Covariance and Correlation
Sampling error is the statistical error that occurs when an analyst selects a sample that is not representative of the population as a whole. In other words, it is the difference between the observed value of a sample statistic (mean, variance, or standard deviation) and the actual but unknown population parameter. For example, we calculate the sampling error for variance as:
$$ \text{Sampling error for the variance} = \text{Sample variance} – \text{Population variance} = s^2 – \sigma^2 $$
A sampling exercise that involves the selection of a few elements to represent an entire population is always susceptible to both sampling errors and non-sampling errors. While sampling errors result from the data collection process, non-sampling errors are unrelated to the sample and are systematic. A good example of a non-sampling error, for instance, during the administration of a questionnaire, would manifest in the form of asking “leading” questions or phrasing the question in a manner that dictates the respondent to give a particular response.

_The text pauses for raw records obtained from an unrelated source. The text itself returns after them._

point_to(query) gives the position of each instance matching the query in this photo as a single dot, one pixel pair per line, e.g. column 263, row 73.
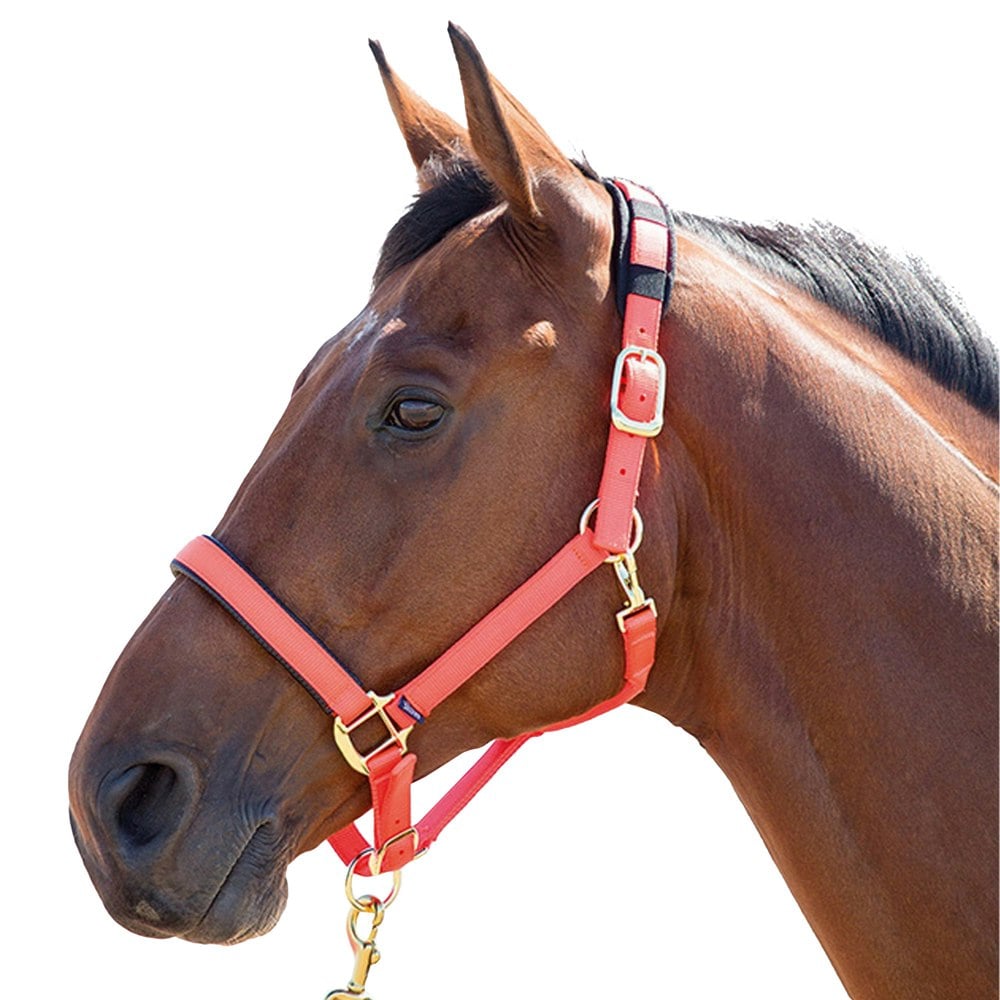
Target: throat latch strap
column 645, row 264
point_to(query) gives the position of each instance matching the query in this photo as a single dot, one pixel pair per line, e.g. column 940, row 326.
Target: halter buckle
column 342, row 733
column 621, row 420
column 627, row 573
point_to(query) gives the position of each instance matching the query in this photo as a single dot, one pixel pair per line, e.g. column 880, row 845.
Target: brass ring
column 377, row 912
column 366, row 903
column 637, row 529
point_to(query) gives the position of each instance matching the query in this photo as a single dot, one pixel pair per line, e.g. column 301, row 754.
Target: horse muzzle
column 169, row 860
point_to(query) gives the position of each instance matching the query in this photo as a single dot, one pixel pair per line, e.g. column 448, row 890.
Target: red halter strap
column 645, row 252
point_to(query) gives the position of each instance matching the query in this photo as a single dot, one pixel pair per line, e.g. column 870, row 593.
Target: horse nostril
column 147, row 802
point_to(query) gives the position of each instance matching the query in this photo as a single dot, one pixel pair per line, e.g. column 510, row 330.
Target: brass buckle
column 628, row 576
column 621, row 420
column 342, row 733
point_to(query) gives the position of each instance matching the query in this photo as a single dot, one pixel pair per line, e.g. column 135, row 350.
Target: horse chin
column 248, row 903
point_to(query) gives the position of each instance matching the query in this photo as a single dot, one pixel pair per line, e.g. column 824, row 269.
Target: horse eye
column 412, row 414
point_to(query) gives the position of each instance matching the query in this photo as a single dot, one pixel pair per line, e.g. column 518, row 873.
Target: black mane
column 900, row 301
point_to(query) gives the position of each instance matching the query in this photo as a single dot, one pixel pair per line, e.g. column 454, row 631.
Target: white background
column 192, row 196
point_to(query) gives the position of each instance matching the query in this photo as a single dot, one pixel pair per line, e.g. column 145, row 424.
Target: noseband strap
column 644, row 268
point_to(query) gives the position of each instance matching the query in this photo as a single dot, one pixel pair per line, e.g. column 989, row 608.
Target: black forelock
column 457, row 192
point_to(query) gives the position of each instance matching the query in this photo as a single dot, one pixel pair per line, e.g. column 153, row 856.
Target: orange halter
column 644, row 264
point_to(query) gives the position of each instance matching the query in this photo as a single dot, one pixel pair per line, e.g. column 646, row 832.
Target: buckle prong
column 342, row 733
column 620, row 419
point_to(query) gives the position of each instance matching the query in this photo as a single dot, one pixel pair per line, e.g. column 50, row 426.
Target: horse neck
column 832, row 571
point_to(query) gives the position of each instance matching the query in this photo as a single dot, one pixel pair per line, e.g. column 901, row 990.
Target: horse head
column 432, row 455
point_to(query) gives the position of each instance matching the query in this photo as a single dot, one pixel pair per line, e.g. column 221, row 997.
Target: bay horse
column 820, row 512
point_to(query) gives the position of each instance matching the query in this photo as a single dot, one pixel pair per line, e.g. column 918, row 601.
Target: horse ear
column 510, row 145
column 429, row 133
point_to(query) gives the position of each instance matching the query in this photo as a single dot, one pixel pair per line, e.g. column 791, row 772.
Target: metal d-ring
column 636, row 530
column 363, row 902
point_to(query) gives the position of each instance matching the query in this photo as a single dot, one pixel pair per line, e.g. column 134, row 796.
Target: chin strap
column 644, row 257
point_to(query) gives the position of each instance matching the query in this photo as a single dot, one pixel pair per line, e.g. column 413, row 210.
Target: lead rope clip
column 363, row 944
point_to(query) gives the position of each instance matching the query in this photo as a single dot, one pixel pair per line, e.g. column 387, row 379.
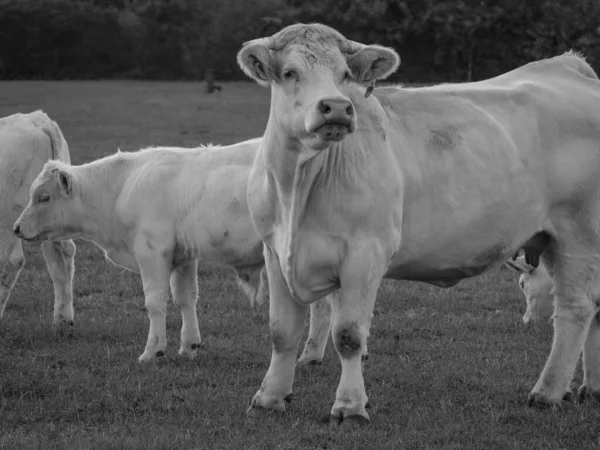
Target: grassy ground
column 448, row 369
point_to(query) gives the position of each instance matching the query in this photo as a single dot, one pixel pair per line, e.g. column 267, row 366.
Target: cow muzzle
column 332, row 119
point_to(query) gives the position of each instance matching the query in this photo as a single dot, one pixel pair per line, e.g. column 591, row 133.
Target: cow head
column 536, row 284
column 52, row 205
column 309, row 67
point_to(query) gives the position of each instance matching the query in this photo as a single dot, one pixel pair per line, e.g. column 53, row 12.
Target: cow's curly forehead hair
column 315, row 41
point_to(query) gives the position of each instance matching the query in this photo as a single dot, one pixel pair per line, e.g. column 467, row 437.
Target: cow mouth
column 333, row 131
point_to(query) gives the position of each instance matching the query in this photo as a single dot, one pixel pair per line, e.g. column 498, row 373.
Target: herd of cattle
column 347, row 185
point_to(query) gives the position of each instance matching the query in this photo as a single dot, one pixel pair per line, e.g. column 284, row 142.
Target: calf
column 156, row 212
column 27, row 141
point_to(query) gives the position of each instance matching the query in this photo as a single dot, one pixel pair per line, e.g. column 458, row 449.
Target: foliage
column 439, row 40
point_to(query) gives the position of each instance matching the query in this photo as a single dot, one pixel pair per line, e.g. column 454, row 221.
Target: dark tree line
column 438, row 40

Let us take a look at an example of sampling error in practice. We assume that the producers of a particular Mexican Soap Opera that airs biweekly wish to determine the percentage of Mexican viewers who watch the two episodes of the program every week. The producers would have to come up with a sample that is representative of the various classes of viewers based on such parameters as age. For instance, young people between the ages of 14 and 18 generally have a lot of time in their hands, and most of them would easily manage to make time for the two weekly episodes.

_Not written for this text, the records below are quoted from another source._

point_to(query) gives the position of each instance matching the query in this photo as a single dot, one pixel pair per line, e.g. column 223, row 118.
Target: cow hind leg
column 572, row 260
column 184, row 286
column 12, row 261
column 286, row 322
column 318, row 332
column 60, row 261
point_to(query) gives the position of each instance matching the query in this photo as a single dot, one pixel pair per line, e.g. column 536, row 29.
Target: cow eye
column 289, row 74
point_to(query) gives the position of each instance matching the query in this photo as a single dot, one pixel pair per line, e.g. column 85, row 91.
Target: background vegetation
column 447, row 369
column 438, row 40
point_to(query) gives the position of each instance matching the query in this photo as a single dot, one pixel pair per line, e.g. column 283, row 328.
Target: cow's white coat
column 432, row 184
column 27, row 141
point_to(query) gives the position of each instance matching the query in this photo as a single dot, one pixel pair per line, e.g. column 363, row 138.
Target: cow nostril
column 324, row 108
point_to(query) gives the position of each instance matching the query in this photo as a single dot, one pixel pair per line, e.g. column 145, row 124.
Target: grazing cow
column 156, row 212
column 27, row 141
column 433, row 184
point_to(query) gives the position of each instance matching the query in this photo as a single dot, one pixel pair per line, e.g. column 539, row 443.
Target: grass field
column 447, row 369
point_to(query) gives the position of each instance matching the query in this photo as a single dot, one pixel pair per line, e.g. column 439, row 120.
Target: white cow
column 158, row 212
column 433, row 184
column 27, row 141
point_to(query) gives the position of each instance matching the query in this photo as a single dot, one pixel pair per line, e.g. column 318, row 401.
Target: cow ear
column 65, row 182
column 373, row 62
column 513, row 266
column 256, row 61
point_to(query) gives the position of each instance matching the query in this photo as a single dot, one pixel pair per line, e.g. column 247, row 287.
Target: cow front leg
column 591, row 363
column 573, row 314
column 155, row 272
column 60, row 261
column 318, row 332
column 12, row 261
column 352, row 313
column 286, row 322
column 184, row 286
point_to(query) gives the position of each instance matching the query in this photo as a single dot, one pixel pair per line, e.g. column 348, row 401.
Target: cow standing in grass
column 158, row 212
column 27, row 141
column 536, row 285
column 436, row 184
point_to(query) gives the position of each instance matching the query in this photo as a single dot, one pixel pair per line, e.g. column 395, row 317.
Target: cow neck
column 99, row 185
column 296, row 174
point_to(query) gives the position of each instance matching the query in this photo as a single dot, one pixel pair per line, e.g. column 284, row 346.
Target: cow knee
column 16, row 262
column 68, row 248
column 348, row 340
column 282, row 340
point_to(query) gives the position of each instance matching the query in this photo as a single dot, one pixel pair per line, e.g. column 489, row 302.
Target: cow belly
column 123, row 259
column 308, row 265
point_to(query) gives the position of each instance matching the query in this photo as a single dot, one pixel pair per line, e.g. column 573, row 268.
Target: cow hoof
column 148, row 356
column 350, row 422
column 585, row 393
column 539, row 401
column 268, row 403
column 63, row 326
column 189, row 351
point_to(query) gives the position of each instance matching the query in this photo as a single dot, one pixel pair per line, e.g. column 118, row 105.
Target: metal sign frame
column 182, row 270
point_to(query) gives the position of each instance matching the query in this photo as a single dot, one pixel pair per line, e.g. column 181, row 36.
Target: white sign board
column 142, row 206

On the other hand, viewers in higher age brackets, for instance, between 18 and 35 years, may not watch the episodes regularly because they are more likely to have a tighter working schedule and other engagements that may leave them with little time for TV. Therefore, a sample drawn disproportionately, without taking into account the age factor, would produce erroneous results that may not represent the actual population parameters.
Other factors analysts consider when selecting samples for different purposes may include gender, education level, and socioeconomic status.
The sampling error for a given sample is usually unknown since the true population parameter is also unknown. However, analysts may use analytical methods to measure the extent of variation brought about by sampling error.